Conhecemos a tese polêmica de Bernstein (1972), do “déficit cultural”, veementemente criticada. Para o autor, classes sociais diferentes apresentariam códigos lingüísticos diferenciados, mais ou menos elaborados, o que pode resultar em diferenças no desenvolvimento cognitivo.

Mary Kato (1987, p.124), por outro lado, faz referência ao estudo de Kroll, na Inglaterra, segundo o qual a elaboração lingüística oral de crianças em idade pré-escolar tem pouca relevância para o acesso à escrita, o que levou o autor a apontar para outros aspectos relevantes, como a consciência da escrita que a criança traz para a escola. Emilia Ferreiro posiciona-se de forma semelhante, quando defende que o importante é levar a criança à consciência do que faz com a linguagem quando fala: “ajudá-la a tomar consciência de algo que ela sabe fazer, ajudá-la a passar de um ‘saber fazer’ a um ‘saber acerca de’, a um saber conceitual” (FERREIRO; TEBEROSKY, 1985, p.281).
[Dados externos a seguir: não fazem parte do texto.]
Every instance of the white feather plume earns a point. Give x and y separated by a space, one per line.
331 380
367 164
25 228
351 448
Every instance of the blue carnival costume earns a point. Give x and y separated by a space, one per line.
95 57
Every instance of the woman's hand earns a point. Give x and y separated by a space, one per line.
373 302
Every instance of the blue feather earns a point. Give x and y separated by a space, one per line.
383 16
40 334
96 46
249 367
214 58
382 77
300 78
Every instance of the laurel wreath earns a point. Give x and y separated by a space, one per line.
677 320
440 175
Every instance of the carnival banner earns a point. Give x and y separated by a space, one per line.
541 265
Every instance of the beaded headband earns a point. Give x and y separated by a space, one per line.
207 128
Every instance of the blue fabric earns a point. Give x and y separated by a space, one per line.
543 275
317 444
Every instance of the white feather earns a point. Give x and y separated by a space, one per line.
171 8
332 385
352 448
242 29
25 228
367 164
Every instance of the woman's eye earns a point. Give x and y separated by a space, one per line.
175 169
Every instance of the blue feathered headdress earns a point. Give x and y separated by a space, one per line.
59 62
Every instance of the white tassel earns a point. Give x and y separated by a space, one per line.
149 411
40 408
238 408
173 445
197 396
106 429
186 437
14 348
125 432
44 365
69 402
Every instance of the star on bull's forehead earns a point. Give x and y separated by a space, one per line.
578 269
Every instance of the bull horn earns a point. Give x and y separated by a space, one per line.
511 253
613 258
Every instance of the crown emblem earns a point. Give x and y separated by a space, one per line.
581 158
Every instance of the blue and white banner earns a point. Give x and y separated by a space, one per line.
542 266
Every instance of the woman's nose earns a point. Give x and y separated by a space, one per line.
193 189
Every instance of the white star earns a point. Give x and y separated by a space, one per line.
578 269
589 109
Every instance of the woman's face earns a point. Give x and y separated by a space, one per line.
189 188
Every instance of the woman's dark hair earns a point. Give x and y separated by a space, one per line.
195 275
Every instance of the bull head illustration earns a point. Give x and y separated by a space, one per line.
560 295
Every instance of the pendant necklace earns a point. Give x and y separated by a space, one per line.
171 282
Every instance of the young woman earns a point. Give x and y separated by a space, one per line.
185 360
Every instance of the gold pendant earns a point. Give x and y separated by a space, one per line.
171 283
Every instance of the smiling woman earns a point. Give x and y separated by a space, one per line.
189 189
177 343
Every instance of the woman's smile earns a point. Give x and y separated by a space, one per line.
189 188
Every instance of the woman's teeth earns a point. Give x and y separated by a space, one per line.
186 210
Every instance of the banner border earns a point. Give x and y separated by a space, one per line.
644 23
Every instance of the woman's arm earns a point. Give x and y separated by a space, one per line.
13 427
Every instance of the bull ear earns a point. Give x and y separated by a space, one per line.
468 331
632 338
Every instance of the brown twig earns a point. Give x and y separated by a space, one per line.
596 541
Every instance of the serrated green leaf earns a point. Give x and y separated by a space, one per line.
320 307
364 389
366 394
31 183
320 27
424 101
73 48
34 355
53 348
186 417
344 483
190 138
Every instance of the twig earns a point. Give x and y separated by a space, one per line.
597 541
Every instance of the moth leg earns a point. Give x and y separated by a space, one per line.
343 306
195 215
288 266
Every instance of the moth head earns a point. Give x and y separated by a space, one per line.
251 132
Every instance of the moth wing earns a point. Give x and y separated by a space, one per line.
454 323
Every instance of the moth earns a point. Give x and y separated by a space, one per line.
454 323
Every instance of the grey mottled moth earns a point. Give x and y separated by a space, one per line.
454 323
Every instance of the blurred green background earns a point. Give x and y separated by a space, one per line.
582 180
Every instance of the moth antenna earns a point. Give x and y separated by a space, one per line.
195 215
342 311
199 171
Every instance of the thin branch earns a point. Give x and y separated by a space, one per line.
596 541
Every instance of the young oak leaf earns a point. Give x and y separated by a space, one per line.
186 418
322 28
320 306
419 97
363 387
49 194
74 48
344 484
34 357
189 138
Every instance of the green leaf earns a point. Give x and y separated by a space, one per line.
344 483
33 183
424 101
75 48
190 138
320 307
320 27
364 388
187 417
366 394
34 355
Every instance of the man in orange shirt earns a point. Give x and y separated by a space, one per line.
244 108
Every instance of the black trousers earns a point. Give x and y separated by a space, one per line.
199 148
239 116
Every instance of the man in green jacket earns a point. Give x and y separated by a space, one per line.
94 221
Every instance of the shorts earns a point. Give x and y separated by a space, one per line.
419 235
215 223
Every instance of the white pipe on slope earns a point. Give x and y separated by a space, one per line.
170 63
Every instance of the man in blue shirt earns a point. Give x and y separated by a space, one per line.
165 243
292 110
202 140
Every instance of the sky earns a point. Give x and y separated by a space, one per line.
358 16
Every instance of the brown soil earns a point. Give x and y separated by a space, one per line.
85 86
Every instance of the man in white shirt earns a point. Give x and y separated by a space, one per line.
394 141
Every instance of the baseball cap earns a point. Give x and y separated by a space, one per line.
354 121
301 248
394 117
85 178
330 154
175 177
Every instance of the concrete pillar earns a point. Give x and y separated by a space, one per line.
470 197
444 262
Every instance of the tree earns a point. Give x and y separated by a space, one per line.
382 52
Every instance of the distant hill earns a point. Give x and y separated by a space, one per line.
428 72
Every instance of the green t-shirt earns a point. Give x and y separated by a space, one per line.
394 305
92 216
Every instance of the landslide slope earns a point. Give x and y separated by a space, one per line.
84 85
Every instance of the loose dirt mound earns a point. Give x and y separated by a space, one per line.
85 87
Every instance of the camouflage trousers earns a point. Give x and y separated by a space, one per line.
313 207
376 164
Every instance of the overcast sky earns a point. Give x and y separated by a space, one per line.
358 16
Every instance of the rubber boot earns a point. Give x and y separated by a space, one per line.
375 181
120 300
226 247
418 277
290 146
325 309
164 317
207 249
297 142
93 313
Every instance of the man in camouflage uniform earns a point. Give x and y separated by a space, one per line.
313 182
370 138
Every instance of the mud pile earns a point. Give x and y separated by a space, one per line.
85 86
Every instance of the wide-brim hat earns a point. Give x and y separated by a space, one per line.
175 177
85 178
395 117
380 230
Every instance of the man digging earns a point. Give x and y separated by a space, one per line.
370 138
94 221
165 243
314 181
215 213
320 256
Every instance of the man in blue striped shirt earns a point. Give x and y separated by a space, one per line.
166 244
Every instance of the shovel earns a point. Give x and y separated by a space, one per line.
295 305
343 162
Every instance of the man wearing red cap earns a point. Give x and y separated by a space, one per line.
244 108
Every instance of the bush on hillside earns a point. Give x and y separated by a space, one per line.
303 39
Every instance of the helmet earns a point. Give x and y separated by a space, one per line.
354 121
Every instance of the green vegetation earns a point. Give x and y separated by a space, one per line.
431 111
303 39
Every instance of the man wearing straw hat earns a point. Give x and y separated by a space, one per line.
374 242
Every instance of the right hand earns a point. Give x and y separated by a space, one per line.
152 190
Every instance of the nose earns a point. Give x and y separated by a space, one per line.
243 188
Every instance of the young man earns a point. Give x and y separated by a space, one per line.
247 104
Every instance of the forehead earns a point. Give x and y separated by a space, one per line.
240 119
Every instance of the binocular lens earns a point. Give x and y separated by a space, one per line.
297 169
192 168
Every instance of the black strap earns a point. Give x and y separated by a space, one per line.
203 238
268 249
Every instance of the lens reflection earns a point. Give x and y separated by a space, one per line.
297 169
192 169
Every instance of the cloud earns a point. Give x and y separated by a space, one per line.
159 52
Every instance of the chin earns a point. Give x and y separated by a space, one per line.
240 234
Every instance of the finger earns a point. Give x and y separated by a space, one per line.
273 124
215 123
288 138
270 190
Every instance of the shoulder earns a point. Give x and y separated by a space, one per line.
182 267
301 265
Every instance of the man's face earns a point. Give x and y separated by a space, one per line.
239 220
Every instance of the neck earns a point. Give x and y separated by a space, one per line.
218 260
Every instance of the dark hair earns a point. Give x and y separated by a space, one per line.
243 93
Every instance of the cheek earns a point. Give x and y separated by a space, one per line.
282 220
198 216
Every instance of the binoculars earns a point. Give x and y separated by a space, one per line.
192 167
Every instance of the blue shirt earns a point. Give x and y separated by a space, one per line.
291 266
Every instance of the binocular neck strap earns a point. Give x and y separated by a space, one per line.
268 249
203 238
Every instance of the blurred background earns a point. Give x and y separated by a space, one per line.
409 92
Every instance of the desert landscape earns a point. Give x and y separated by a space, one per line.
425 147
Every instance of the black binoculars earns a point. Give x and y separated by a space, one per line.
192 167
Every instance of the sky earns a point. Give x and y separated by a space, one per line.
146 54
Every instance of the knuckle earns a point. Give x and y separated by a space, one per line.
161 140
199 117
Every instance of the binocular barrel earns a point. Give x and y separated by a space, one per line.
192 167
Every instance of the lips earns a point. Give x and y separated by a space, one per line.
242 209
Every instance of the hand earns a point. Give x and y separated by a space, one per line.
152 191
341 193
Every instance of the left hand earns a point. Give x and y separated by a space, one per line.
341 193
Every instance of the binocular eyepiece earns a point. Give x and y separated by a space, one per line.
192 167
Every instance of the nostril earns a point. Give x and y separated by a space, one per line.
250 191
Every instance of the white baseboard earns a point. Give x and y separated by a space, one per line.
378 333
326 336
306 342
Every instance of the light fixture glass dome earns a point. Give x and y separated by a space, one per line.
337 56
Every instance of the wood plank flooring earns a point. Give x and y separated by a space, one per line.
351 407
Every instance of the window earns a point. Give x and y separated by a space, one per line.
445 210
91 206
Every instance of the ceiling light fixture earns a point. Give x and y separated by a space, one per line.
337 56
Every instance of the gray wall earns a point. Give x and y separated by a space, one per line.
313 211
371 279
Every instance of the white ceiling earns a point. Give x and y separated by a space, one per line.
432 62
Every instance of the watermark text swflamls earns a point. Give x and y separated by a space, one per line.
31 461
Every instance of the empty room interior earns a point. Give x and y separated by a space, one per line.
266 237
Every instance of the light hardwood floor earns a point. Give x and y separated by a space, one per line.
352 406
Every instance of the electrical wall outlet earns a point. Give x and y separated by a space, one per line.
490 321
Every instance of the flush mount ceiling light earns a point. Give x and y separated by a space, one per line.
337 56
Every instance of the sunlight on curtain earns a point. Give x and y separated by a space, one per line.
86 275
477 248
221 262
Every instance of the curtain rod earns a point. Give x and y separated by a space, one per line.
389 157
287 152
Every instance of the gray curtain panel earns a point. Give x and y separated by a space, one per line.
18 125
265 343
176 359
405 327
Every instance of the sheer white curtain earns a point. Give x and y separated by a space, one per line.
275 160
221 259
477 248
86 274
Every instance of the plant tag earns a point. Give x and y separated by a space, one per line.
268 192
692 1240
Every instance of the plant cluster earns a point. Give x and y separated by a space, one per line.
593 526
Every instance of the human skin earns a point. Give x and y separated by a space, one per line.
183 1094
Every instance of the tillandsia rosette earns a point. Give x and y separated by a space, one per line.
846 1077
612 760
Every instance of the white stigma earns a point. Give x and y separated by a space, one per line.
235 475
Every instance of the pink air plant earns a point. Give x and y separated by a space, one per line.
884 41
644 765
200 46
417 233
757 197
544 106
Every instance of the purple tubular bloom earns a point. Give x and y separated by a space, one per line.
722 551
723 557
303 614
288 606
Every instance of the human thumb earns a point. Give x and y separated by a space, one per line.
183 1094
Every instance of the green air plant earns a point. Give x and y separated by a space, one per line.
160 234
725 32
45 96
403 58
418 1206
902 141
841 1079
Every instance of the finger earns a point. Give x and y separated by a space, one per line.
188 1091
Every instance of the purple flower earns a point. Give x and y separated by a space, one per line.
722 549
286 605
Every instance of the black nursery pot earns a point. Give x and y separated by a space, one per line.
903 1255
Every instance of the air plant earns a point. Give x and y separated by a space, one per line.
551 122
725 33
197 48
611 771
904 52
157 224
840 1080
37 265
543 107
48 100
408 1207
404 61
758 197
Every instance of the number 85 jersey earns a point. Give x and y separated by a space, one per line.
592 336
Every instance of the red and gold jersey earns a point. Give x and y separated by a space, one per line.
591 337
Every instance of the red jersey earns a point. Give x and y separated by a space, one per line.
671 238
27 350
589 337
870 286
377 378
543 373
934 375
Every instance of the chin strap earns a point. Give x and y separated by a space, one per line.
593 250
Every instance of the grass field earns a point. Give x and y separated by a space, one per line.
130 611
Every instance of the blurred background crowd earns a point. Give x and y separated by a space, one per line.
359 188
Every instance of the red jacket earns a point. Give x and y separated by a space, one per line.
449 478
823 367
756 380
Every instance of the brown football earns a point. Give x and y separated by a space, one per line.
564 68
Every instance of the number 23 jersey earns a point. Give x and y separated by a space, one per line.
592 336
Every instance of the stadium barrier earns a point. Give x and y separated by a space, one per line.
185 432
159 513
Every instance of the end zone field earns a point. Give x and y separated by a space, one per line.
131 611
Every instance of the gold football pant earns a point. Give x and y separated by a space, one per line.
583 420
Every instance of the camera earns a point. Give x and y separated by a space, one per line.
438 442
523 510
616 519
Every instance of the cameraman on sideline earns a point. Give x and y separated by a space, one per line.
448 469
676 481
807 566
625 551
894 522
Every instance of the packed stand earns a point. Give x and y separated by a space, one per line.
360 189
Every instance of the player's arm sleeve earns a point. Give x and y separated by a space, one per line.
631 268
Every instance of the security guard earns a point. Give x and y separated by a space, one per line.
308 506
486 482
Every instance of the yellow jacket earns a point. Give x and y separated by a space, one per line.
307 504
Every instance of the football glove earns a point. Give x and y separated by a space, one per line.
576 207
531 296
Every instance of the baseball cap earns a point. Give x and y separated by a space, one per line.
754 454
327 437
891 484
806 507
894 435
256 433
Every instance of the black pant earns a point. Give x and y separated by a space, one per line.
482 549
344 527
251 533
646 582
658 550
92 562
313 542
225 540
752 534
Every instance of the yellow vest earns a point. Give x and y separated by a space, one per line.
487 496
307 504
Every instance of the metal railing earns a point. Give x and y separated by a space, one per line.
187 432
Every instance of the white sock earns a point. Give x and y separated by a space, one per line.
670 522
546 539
O certo é que a Psicolingüística contemporânea comporta o ingrediente inatista que herdou, por um lado, da teoria psicogenética piagetiana, por outro, da teoria lingüística chomskiana (CHOMSKY, 1965), os dois componentes básicos de que se formou. Nesse sentido, essa questão de uma interferência na linguagem oral com vistas a proporcionar avanços cognitivos e facilitar o acesso à escrita foi-lhe sempre irrelevante: a aquisição da língua materna manifestava-se na dependência de processos de maturação, acreditando-se na existência de uma faculdade de linguagem geneticamente determinada, sujeita a um desenvolvimento relativamente espontâneo. Por sua vez, sendo a escrita considerada um sistema de representação de segunda ordem, e não propriamente uma outra linguagem, uma linguagem diferenciada, parecia que as mesmas expectativas de maturação pudessem ser transferidas para a aquisição da escrita, conforme podemos sentir pelo seguinte trecho de Kato:

Posso supor, assim, que um mesmo equipamento inato que permite à criança interagir com os dados da língua oral lhe dê as condições mínimas para desenvolver sua percepção inicial sobre a escrita. O desenvolvimento para além dessa percepção inicial seria uma função das necessidades e estimulação ambientais, e os vários estágios do desenvolvimento seriam marcados por uma consciência progressiva por parte do aprendiz de seu saber e seus comportamentos (KATO, 1987, p.138).

A teorização de Vigotski (2001), no entanto, nos conduz a outras conclusões. Alerta-nos para a necessidade de se abordar os fatos de forma mais indireta, ou seja: a escrita alfabética envolve o pensamento analítico que, por sua vez, tem a ver com um grau de categorização mais complexo. Não basta entender que é uma representação de segundo grau, no sentido de que não representa diretamente o mundo objetal e, sim, os sons da fala. É necessário entender que, tal qual a moeda corrente, ela necessita ter lastro, um lastro de base cognitiva que, entre outros caminhos, pode ser propiciado pelo incentivo adequado da linguagem oral, como também por um trabalho dirigido com o desenho e com o faz-de-conta infantil.

Acreditamos que caiba ao lingüista comprometido com a educação infantil esta tarefa, de, ampliando os conceitos de linguagem e de aquisição de linguagem, apontar para a inter-relação entre as diferentes linguagens e para a maneira como elas se alimentam reciprocamente. Apontar, também, para a forma com que a aquisição de uma linguagem, por assim dizer, mais genuína, menos asfixiada pela linguagem do outro, passa, necessariamente, pelo incentivo a cada linguagem em seu tempo devido, de tal forma que a irrupção de uma nova linguagem dê-se na medida do esgotamento de sua manifestação anterior. Nesse sentido, a aquisição da escrita passa a ser vista como apropriação de uma linguagem, e não, meramente, como transcrição fonética, uma vez que, assim nos parece, mesmo aqueles que postulam ser a língua escrita uma “representação de segundo grau”, justamente porque não transcendem essa dimensão lingüística da representação, também não conseguem se distanciar o suficiente da visão mais tradicional que vê na escrita apenas a transcrição da fala.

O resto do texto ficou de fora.